Per prima cosa, la rappresentazione della nostra evoluzione cui siamo abituati:

Specie tutte in fila che marciano verso il futuro, ossia il progresso, rigorosamente da sinistra verso destra, come il modo di leggere occidentale vuole (partiti di sinistra di tutto il mondo: mi spiace, quella volta hanno scelto il lato sbagliato della stanza). Questa è una rappresentazione errata e ci induce a credere che ognuna di queste australopitecine, parantropi e ominidi siano stati una tappa dell’evoluzione che ci ha portati fino agli esseri umani che siamo oggi. Insomma, che saremmo una specie di pokémon e che noi siamo l’evoluzione finale. Il Charizard dei primati. Sobrio e umile essere umano.

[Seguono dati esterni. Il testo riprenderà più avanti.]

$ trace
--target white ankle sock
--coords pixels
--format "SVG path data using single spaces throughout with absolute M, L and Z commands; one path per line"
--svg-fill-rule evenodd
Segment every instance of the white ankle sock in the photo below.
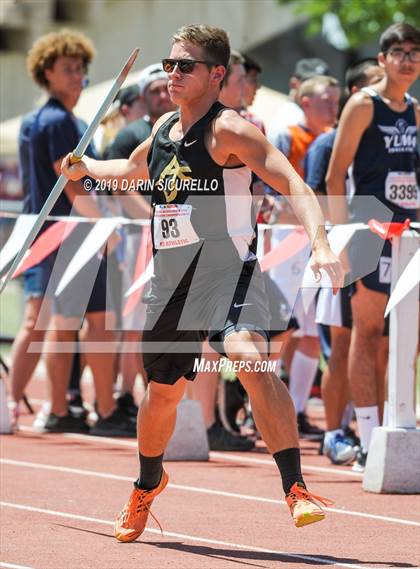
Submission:
M 375 427 L 379 427 L 378 406 L 372 407 L 355 407 L 357 426 L 359 427 L 360 442 L 363 452 L 368 452 L 372 431 Z
M 289 391 L 293 399 L 296 413 L 302 413 L 311 392 L 315 373 L 318 369 L 318 358 L 310 358 L 296 350 L 290 368 Z
M 382 417 L 382 426 L 387 427 L 389 420 L 389 406 L 388 401 L 384 401 L 384 416 Z
M 343 429 L 334 429 L 333 431 L 325 431 L 324 435 L 324 444 L 329 445 L 331 439 L 335 437 L 335 435 L 344 435 Z

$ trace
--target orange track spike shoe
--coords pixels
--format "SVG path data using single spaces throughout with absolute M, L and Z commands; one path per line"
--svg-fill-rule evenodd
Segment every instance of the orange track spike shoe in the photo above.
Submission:
M 334 504 L 328 498 L 311 494 L 299 482 L 293 484 L 286 496 L 286 502 L 297 528 L 320 522 L 325 518 L 325 513 L 321 506 L 316 503 L 316 500 L 324 506 L 332 506 Z
M 158 524 L 160 531 L 162 531 L 162 526 L 150 511 L 150 506 L 156 496 L 163 492 L 168 481 L 169 476 L 162 470 L 162 478 L 156 488 L 152 490 L 134 488 L 130 499 L 115 522 L 114 534 L 118 541 L 129 542 L 137 539 L 146 527 L 149 513 Z

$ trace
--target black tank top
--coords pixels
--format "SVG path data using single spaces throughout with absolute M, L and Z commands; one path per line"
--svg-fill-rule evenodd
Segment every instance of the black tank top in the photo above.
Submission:
M 375 90 L 366 87 L 363 91 L 372 97 L 373 117 L 354 158 L 355 196 L 375 196 L 392 211 L 394 221 L 415 219 L 419 189 L 415 175 L 417 126 L 413 100 L 406 95 L 406 110 L 397 112 Z M 364 200 L 353 202 L 358 221 L 372 215 L 365 204 Z
M 205 146 L 211 122 L 225 107 L 215 102 L 186 136 L 169 133 L 175 112 L 156 132 L 147 163 L 152 190 L 155 276 L 166 281 L 177 261 L 201 252 L 199 267 L 226 269 L 256 259 L 251 171 L 216 164 Z

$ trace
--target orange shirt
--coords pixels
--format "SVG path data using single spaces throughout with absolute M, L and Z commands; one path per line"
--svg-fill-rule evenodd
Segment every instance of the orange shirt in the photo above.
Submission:
M 296 172 L 304 178 L 304 160 L 310 144 L 315 140 L 316 135 L 309 132 L 300 125 L 287 127 L 290 133 L 290 151 L 287 158 Z

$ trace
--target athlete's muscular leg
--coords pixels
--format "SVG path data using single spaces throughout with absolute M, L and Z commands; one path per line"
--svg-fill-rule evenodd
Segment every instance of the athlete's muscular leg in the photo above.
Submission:
M 250 362 L 251 371 L 238 371 L 238 377 L 251 400 L 258 431 L 269 451 L 299 447 L 293 402 L 283 382 L 274 374 L 254 372 L 254 364 L 267 360 L 267 344 L 256 332 L 242 330 L 229 334 L 225 352 L 232 361 Z
M 321 391 L 325 405 L 327 431 L 341 427 L 344 409 L 349 401 L 348 355 L 351 330 L 330 327 L 331 357 L 322 374 Z
M 388 297 L 361 281 L 351 299 L 353 330 L 349 352 L 350 389 L 355 407 L 377 405 L 375 368 L 384 330 Z
M 37 330 L 36 324 L 42 303 L 50 311 L 51 302 L 44 298 L 30 298 L 26 302 L 25 316 L 21 329 L 13 342 L 10 383 L 14 401 L 22 399 L 23 392 L 41 356 L 41 350 L 28 352 L 31 342 L 43 342 L 45 330 Z M 44 308 L 45 310 L 45 308 Z
M 143 456 L 164 453 L 175 428 L 176 408 L 186 383 L 184 378 L 174 385 L 149 383 L 137 416 L 138 446 Z

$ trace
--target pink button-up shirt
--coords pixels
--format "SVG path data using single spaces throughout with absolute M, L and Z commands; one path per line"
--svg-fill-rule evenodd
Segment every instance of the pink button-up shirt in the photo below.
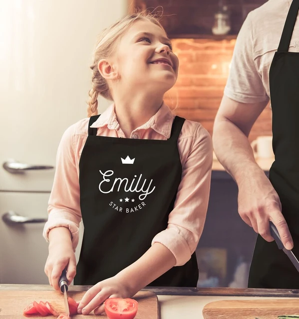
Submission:
M 143 125 L 134 130 L 131 138 L 166 140 L 170 137 L 174 115 L 166 105 Z M 48 241 L 50 230 L 67 227 L 74 250 L 79 239 L 81 220 L 79 187 L 79 162 L 88 135 L 89 118 L 68 128 L 58 147 L 56 168 L 49 199 L 48 219 L 43 236 Z M 97 135 L 124 138 L 114 112 L 109 107 L 91 126 Z M 167 228 L 153 238 L 174 255 L 176 266 L 185 264 L 194 252 L 206 219 L 213 161 L 212 140 L 208 132 L 197 122 L 185 121 L 178 141 L 182 167 L 182 178 Z M 105 150 L 103 150 L 105 156 Z

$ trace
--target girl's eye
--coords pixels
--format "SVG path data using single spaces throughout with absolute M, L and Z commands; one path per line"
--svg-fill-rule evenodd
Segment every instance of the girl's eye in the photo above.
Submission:
M 147 38 L 146 37 L 141 38 L 140 39 L 140 41 L 146 41 L 146 42 L 148 42 L 149 43 L 151 42 L 150 39 L 149 39 L 149 38 Z

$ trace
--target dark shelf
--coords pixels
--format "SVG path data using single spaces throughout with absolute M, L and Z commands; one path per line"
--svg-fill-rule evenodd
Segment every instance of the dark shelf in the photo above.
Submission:
M 213 39 L 216 40 L 234 40 L 237 38 L 237 34 L 225 34 L 224 35 L 215 35 L 215 34 L 202 34 L 195 33 L 194 34 L 170 34 L 168 36 L 170 39 Z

In realtà la storia della nostra evoluzione è fatta di bivi, biforcazioni e diramazioni, in un fiorire di numerosissime specie che seppur cugine sono spesso molto distanti tra loro. Una rappresentazione più corretta è quindi un fitto cespuglio che ha portato alla comparsa di varie specie che spesso e volentieri hanno finito per darsele di santa ragione finché la nostra, in qualche modo, non prevalse su tutte le altre, divenendo la più diffusa sul pianeta.

Ma allora perché non discendiamo dalle scimmie? Beh, per due motivi molto semplici: il primo è perché le scimmie che ci vengono in mente al suono di questa parola sono le scimmie di oggi, ed è proprio qui che sta l’inghippo: non discendiamo dalle scimmie, ma noi e le scimmie abbiamo un antenato comune.
Il secondo motivo sul nostro non discendere dalle scimmie è semplice: noi siamo scimmie!

Nonostante le numerose indicazioni scientifiche che abbiamo a disposizione, c’è ancora una certa resistenza ad accettare con serenità la nostra appartenenza al regno animale. Per cui si pongono barriere simboliche e semantiche tra noi e la natura, si trovano scuse per non vederci parte del mondo, se non come essere supremo, suo signore e padrone. (vd. antropocentrismo).

 

Per approfondire:
Giorgio Manzi 2013 “Il grande racconto dell’evoluzione umana” Il Mulino, Bologna.